Condensed Consolidated Statements of Income         
(In thousands, except share data)           
            
 Nine months ended March 31, Three months ended March 31,
  2026
(Unaudited)
  2025
   2026
(Unaudited)
  2025
Interest Income$15,485 $14,249  $5,257 $4,846
Interest Expense 7,457  8,211   2,390  2,715
Net Interest Income 8,028  6,038   2,867  2,131
Provision for Credit Losses 51  36   41  21
Non-interest Income 470  389   139  81
Non-interest Expense 6,838  6,392   2,210  2,176
Income (Loss) Before Income Taxes 1,609  (1)  755  15
Income Taxes (Benefits) 380  (6)  174  8
Net Income$1,229 $5  $581 $7
Earnings per share:           
Basic and Diluted$0.15 $0.00  $0.07 $0.00
Weighted average outstanding shares:           
Basic and Diluted 8,086,715  8,086,715   8,086,715  8,086,715


Contact:Don D. Jennings, President, or Tyler Eades, Vice President
 (502) 223-1638
 216 West Main Street
 P.O. Box 535
 Frankfort, KY 40602



FAQ

How did Kentucky First Federal Bancorp (KFFB) perform for the quarter ended March 31, 2026?

Kentucky First Federal Bancorp reported sharply higher quarterly earnings for March 31, 2026. According to Kentucky First Federal Bancorp, net income was $581,000, or $0.07 diluted EPS, compared with $7,000, or $0.00 diluted EPS, for the same 2025 quarter, mainly from stronger net interest income.

What were Kentucky First Federal Bancorp’s (KFFB) nine‑month earnings through March 31, 2026?

Nine‑month earnings increased significantly for Kentucky First Federal Bancorp through March 31, 2026. According to Kentucky First Federal Bancorp, net earnings were $1.2 million, or $0.15 diluted EPS, versus $5,000, or $0.00 diluted EPS, a year earlier, helped by higher net interest and non‑interest income.

How did net interest income change for KFFB in the quarter ended March 31, 2026?

Net interest income increased notably for KFFB in the recent quarter. According to Kentucky First Federal Bancorp, quarterly net interest income rose 34.5% to $2.9 million, as interest income grew 8.5% to $5.3 million and interest expense fell 12.0% to $2.4 million year over year.

What are the key balance sheet figures for Kentucky First Federal Bancorp (KFFB) at March 31, 2026?
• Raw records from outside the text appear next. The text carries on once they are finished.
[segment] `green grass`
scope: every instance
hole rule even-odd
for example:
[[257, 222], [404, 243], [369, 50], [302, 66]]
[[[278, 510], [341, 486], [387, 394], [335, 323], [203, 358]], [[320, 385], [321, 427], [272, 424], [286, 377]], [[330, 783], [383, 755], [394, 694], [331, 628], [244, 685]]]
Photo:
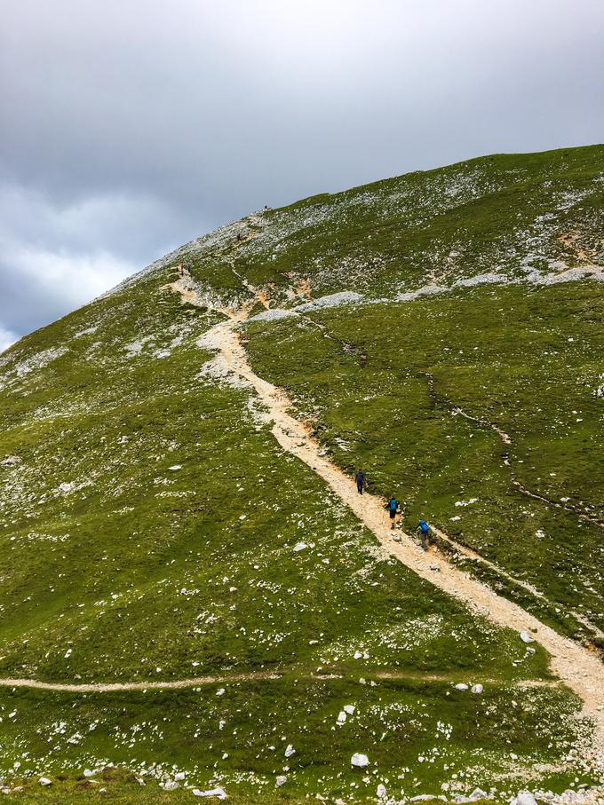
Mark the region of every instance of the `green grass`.
[[248, 349], [343, 468], [397, 494], [408, 529], [428, 517], [541, 589], [560, 619], [576, 610], [601, 627], [602, 529], [579, 517], [604, 520], [601, 300], [589, 282], [459, 290], [312, 314], [330, 338], [306, 322], [250, 325]]
[[[496, 155], [314, 197], [183, 247], [0, 356], [0, 460], [20, 459], [0, 466], [0, 675], [221, 680], [146, 693], [1, 688], [0, 777], [25, 780], [15, 796], [103, 796], [78, 777], [109, 763], [99, 779], [124, 802], [190, 799], [158, 787], [176, 769], [202, 788], [222, 781], [234, 802], [362, 801], [382, 781], [396, 795], [489, 785], [503, 800], [529, 780], [596, 782], [580, 753], [566, 760], [589, 725], [549, 684], [545, 652], [381, 553], [196, 340], [217, 308], [252, 304], [242, 276], [291, 306], [305, 280], [314, 296], [393, 296], [494, 266], [524, 276], [523, 260], [596, 263], [602, 170], [601, 146]], [[242, 243], [239, 229], [256, 237]], [[208, 310], [164, 288], [179, 263]], [[604, 518], [600, 288], [480, 287], [244, 332], [258, 373], [288, 390], [334, 461], [396, 492], [407, 527], [426, 515], [548, 600], [489, 572], [496, 588], [586, 638], [573, 613], [602, 623], [601, 529], [512, 482]], [[279, 678], [234, 679], [266, 672]], [[357, 709], [338, 726], [347, 703]], [[351, 769], [354, 752], [370, 755], [367, 773]], [[156, 772], [145, 787], [131, 777], [140, 769]]]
KFFB showed modest balance sheet growth at March 31, 2026. According to Kentucky First Federal Bancorp, assets were $374.5 million, loans net totaled $328.2 million, deposits were $273.7 million, FHLB advances reached $48.9 million, and shareholders’ equity was $49.7 million with book value of $6.14 per share.

How did non‑interest expenses and loan loss provisions affect KFFB’s results in 2026?

Higher operating costs and provisions partly offset KFFB’s income gains in 2026. According to Kentucky First Federal Bancorp, nine‑month non‑interest expense rose 7.0% to $6.8 million, led by data processing and compensation, while provision for loan loss increased 41.7% to $51,000 compared with the prior‑year period.